Publié le 12 février 2018 par : M. Balanant.
À l'alinéa 11, supprimer les mots :
« , de son parcours migratoire, de sa situation familiale ou de ses demandes antérieures d'asile ».
Cet amendement a pour objectif de revenir sur un ajout du Sénat aux termes duquel le risque non négligeable de fuite d'un demandeur d'asile serait constitué dès lors que ce dernier a dissimilé « des éléments de son parcours migratoire, de sa situation familiale et de ses demandes d'asile antérieures ».
Cet ajout du Sénat ne semble pas en conformité avec le droit européen.
En effet, les articles 2, sous n) et 28 du règlement n° 604/2013 du Parlement européen et du Conseil du 26 juin 2013 (dit « règlement Dublin III » ) « doivent être interprétés en ce sens qu'ils imposent que les critères objectifs sur lesquels sont fondées les raisons de craindre la fuite d'un demandeur soient fixés dans une disposition contraignante de portée générale » (Cour de justice de l'Union européenne, arrêt du 15 mars 2017, n° C-528/15, Al Chodor, point 45). La Cour précise également que « la rétention des demandeurs, constituant une ingérence grave dans le droit à la liberté de ces derniers, est soumise au respect de garanties strictes, à savoir la présence d'une base légale, la clarté, la prévisibilité, l'accessibilité et la protection contre l'arbitraire » (Al Chodor précité, point 40).
En ce sens, la Cour de justice de l'Union européenne rejoint la Cour européenne des droits de l'Homme qui avait déjà énoncé que, pour respecter l'article 5, paragraphe 1, de la Convention européenne de sauvegarde des droits de l'Homme et des libertés fondamentales, « une loi nationale autorisant une privation de liberté doit être suffisamment accessible, précise et prévisible dans son application afin d'éviter tout danger d'arbitraire » (Cour européenne des droits de l'Homme, 21 octobre 2013, Del Rio Prada contre Espagne, requête n°42750/09, point 125).

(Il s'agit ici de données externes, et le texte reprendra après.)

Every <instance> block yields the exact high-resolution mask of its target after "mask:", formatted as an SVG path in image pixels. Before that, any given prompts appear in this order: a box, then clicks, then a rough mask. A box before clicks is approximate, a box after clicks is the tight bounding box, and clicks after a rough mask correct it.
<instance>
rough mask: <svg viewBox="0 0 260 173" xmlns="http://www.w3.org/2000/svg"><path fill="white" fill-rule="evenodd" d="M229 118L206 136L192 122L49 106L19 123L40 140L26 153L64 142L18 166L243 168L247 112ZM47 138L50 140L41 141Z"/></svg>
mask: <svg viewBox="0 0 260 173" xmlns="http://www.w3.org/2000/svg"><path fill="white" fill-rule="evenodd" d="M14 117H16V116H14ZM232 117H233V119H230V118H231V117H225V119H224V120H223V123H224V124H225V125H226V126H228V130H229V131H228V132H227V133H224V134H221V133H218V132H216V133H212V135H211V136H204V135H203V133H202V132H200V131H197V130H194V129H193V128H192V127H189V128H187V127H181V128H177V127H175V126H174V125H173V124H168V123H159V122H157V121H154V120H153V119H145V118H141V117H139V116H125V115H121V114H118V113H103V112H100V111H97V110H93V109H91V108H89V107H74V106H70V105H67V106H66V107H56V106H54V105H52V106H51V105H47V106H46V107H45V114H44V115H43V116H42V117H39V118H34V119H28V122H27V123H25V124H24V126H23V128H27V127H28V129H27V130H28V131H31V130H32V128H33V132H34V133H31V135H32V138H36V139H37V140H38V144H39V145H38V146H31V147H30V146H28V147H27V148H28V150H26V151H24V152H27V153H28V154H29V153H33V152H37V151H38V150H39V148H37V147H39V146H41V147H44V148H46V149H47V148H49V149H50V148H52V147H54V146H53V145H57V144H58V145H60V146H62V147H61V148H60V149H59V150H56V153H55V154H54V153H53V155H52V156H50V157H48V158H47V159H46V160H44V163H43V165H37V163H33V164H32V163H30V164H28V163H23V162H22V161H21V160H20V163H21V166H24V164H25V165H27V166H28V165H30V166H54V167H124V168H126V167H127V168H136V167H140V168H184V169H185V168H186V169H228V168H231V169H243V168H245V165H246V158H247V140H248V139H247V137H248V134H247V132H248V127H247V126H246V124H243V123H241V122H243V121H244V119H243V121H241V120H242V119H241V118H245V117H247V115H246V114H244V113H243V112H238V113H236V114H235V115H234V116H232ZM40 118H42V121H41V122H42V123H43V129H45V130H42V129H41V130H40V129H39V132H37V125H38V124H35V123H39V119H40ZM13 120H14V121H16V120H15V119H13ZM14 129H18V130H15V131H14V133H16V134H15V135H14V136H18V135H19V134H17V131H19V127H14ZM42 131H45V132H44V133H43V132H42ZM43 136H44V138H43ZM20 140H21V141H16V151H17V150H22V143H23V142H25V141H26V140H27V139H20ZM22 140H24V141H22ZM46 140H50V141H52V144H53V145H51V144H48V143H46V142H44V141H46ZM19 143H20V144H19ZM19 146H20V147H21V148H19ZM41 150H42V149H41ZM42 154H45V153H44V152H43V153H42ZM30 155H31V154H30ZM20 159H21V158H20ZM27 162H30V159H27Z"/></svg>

Or, l'expression ajoutée par le Sénat, ne permet pas de déterminer précisément les informations qui doivent être révélées par un étranger sous procédure Dublin. Il est ainsi à craindre qu'une simple omission de la part d'un étranger soit considérée comme une dissimulation d'informations constitutive d'un risque non négligeable de fuite de l'étranger, lequel serait susceptible de justifier son placement en rétention. En effet, lorsqu'elle concerne le parcours migratoire et la situation familiale, l'appréciation de la dissimulation pourrait faire l'objet d'une interprétation subjective et, ainsi, être appliquée de manière inégale.
De surcroît, l'ajout du Sénat ne prend pas en considération la situation de détresse psychologique à laquelle les étrangers sont susceptibles de faire face. Un étranger placé sous procédure Dublin peut être en proie d'un sentiment de peur par ignorance des étapes de cette procédure et craindre d'être transféré vers son pays d'origine. Cet élément ainsi que la difficulté de se confier sur un parcours migratoire ou familial éprouvant voire dramatique peuvent amener un étranger à passer sous silence, consciemment ou inconsciemment, certaines informations à l'administration, sans pour autant menacer de s'enfuir.
Il s'ensuit que la formulation introduite par le Sénat ne semble pas répondre aux exigences de clarté, de prévisibilité et de protection contre l'arbitraire formulées par la Cour de justice de l'Union européenne.
Enfin, il convient de rappeler que les situations dans lesquelles un étranger a procédé à la dissimulation d'éléments de son identité, déjà présente dans la proposition de loi votée par l'Assemblée nationale en première lecture, peut couvrir les situations dans lesquelles un étranger cherche sciemment à se soustraire à la procédure prévue par le règlement Dublin.
L'expression ajoutée par le Sénat semble, dès lors, dénuée de pertinence et superfétatoire.